大水害1カ月 九州の「備え」も総点検を

西日本新聞 オピニオン面

 「災害列島」といわれながらも日頃の備えは脆弱(ぜいじゃく)だったと考えざるを得ない。私たちは防災技術の進歩を過信し、大自然の脅威を見くびってはいなかったか。今年も繰り返された悲劇の教訓を改めて心に刻みたい。

 東日本に甚大な被害をもたらした台風19号の襲来から、きょうで1カ月になる。19号に続く低気圧と21号による豪雨禍も含めると、死者・行方不明者は100人を超え、住宅の損壊や浸水は昨年の西日本豪雨の2倍に近い約9万棟に達した。近年では最大規模の水害である。

 政府が被災地の復興や支援に全力で取り組むことは当然として、私たちがしっかりと見据えたいのは、それこそ洪水のように次々と露呈した防災・減災対策の不備や課題であろう。

 河川の管理、ハザードマップ(浸水などの被害予測地図)の活用、避難所の運営、大量の災害ごみの処理、ボランティアの確保‐これらはいずれも十分には機能せず、想定の甘さや準備不足などが明らかになった。

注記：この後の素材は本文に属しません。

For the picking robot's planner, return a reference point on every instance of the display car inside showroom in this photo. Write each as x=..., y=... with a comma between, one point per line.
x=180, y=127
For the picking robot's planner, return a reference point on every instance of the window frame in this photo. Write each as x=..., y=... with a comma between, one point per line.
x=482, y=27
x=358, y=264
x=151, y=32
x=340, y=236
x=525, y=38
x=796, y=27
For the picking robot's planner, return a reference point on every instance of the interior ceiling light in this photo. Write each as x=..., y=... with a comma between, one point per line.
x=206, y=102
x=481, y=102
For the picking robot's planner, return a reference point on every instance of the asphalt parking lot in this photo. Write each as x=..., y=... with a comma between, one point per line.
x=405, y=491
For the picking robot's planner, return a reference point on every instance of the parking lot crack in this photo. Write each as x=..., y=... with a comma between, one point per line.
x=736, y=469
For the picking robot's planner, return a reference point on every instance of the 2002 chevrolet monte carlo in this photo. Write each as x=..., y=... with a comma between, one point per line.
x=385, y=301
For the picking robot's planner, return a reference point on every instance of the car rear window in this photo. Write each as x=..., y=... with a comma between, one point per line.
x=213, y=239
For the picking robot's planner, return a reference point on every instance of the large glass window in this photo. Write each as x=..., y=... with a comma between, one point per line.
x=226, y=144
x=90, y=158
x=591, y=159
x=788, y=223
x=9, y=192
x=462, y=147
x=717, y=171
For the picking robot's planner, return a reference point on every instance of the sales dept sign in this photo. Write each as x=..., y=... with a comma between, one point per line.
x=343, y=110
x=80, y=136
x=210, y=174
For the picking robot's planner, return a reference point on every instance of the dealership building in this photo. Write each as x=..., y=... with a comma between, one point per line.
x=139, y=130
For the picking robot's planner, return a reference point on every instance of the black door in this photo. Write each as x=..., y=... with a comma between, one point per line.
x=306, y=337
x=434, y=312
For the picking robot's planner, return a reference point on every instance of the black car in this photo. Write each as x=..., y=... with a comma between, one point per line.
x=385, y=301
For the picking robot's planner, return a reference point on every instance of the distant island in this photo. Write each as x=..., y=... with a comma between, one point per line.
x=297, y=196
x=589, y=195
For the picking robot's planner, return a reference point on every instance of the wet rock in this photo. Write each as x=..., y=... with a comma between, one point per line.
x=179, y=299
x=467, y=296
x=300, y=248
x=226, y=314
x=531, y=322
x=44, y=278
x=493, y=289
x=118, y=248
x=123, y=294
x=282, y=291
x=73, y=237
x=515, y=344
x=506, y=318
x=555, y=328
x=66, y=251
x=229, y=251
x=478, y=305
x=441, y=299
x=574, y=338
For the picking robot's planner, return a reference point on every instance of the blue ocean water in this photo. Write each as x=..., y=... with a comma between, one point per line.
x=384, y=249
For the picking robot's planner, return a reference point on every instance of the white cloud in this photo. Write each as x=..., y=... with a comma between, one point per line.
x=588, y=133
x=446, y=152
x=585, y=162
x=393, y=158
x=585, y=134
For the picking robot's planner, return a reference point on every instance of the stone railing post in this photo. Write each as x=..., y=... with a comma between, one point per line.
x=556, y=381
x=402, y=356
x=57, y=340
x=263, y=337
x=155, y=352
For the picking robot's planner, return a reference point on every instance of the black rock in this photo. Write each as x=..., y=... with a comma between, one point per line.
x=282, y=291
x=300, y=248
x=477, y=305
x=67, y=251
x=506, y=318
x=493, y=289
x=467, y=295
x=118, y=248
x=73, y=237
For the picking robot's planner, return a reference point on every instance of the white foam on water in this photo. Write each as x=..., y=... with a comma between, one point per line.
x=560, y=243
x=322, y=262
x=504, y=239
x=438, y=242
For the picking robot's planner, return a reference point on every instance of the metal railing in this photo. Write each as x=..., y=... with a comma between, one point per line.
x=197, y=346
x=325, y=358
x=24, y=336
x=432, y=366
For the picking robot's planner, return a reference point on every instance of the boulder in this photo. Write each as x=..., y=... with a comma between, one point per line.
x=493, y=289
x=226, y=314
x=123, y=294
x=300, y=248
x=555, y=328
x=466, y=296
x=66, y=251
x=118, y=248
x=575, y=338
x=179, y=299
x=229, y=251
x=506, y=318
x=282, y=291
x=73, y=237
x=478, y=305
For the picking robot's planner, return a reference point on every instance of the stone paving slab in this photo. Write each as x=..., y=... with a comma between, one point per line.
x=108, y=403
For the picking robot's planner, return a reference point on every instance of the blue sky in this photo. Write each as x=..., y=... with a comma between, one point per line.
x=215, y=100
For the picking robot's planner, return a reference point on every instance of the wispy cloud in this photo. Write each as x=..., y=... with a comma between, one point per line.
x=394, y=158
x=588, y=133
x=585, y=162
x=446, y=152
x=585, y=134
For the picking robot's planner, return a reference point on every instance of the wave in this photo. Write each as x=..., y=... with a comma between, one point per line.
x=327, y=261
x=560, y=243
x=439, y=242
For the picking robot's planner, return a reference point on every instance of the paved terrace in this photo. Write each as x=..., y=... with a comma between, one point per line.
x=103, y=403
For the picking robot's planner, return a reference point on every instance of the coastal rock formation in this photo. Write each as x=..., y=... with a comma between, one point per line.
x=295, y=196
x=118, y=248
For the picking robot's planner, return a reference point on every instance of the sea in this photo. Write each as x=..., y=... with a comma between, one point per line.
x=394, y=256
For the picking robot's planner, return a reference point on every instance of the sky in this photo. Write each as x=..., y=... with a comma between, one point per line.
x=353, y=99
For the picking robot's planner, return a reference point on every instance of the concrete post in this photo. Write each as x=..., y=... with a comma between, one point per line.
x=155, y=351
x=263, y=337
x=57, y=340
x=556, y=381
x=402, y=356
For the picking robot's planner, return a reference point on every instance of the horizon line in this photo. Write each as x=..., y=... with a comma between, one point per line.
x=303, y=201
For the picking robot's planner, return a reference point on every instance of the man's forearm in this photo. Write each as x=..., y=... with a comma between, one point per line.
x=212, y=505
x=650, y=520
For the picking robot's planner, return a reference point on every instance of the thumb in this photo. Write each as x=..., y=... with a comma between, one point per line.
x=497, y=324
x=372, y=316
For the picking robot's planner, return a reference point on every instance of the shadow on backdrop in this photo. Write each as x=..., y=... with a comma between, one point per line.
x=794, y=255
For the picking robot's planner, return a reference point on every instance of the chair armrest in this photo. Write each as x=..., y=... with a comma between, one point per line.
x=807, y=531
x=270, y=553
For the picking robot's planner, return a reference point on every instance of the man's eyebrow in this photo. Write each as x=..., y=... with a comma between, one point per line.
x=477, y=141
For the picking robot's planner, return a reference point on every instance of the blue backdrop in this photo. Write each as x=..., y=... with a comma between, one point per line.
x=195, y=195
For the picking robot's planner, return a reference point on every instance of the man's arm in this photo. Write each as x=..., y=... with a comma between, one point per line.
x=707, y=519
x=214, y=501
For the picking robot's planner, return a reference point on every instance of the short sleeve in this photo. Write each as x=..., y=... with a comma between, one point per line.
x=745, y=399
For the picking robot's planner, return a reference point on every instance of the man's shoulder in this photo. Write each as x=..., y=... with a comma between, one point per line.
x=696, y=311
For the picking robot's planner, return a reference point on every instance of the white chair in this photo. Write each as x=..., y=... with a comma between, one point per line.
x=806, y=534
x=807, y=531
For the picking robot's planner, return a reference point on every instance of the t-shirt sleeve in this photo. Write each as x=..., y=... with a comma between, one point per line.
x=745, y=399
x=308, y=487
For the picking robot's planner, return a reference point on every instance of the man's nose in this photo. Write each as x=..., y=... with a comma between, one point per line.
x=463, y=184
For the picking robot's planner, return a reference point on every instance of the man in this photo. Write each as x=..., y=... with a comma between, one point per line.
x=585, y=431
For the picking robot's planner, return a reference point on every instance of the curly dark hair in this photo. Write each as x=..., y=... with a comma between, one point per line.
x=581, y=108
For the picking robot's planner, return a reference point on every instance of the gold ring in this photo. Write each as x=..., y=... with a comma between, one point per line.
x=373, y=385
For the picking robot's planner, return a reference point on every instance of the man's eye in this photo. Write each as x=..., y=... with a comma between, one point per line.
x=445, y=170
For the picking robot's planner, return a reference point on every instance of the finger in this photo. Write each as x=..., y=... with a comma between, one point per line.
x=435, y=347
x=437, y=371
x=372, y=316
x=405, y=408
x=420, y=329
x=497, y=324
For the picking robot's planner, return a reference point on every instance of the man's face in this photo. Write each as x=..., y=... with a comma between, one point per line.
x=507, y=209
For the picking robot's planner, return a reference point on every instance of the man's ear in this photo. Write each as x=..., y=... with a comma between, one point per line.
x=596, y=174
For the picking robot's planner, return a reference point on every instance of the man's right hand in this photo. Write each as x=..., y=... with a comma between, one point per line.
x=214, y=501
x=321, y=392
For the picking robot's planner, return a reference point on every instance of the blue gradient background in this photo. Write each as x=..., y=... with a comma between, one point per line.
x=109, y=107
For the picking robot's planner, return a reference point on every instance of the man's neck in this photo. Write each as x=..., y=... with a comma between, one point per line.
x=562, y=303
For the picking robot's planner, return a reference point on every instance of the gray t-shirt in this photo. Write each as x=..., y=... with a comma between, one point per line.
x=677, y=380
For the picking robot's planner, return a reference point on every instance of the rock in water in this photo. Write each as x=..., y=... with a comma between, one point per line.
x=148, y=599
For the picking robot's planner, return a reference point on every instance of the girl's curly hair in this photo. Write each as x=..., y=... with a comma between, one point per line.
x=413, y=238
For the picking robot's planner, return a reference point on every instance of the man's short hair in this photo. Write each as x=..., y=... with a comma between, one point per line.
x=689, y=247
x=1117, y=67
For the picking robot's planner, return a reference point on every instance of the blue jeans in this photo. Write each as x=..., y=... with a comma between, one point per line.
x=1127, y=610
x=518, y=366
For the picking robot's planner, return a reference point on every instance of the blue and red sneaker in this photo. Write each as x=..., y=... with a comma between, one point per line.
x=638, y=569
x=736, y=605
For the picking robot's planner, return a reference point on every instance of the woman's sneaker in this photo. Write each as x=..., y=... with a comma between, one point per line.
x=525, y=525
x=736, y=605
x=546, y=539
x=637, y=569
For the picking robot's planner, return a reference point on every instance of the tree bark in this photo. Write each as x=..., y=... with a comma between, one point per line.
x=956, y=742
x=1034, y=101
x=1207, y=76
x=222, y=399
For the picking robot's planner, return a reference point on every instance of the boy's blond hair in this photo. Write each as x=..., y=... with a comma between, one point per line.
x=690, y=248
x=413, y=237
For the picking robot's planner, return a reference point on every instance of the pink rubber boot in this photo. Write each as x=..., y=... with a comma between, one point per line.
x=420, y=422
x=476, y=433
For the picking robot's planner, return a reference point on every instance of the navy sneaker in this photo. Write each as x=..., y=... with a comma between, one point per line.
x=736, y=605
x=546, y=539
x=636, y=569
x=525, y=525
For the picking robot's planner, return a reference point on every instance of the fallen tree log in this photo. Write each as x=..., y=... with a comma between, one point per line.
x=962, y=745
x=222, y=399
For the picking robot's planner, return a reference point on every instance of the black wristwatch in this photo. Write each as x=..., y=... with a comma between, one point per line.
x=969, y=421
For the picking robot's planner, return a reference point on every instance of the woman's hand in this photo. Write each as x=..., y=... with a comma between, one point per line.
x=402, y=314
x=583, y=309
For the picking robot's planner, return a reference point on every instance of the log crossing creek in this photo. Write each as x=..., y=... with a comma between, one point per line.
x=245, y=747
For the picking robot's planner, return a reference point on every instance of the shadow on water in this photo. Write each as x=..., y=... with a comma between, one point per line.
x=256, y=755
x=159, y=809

 中でもハザードマップを巡る問題点は重ねて指摘したい。各地で予測通りの地域が相当数浸水したが、そこには役場や学校などがあり、避難や救助は混乱を極めた。他方、堤防の決壊などが想定されず、マップが未作成の地域での浸水も相次いだ。国土交通省はこれを受け、マップの作成対象を主要河川に限らず中小河川にも広げる方針を示した。当然だろう。マップの精度向上や周知も徹底したい。

 19号による土砂災害は800カ所を超え、一つの台風としては最多だった。千葉県では19号後の豪雨で土砂災害警戒区域外の家屋が倒壊し、死者も出た。区域指定は気候変動や地形の浸食、宅地開発の状況などをにらみ、不断の見直しが必要だ。

 東京など都市部では避難所の数が足りず、指定された場所に入れない人もいた。福島県の避難所ではノロウイルスの集団感染が発生し、衛生管理の難しさを露呈した。災害ごみを巡っては集積場所の数や処理が追いつかず、自治体の広域連携の必要性が改めて浮かび上がった。

 内閣府によると、これまでに各地で10万人以上がボランティア活動に従事した。ただ被災地は広域に及び、交通網の寸断もあって宮城、福島両県などでは人手不足に悩む自治体もある。

 こうした教訓は無論、九州にも当てはめてみる必要がある。今年の台風禍は東日本に集中しているものの、元々九州はその常襲地域である。近年の気候変動により想定を上回る風雨や7県全域に及ぶ災害の恐れは十分にある。いかに対応するか。被災地への支援を続けつつ、私たちの「備え」も総点検したい。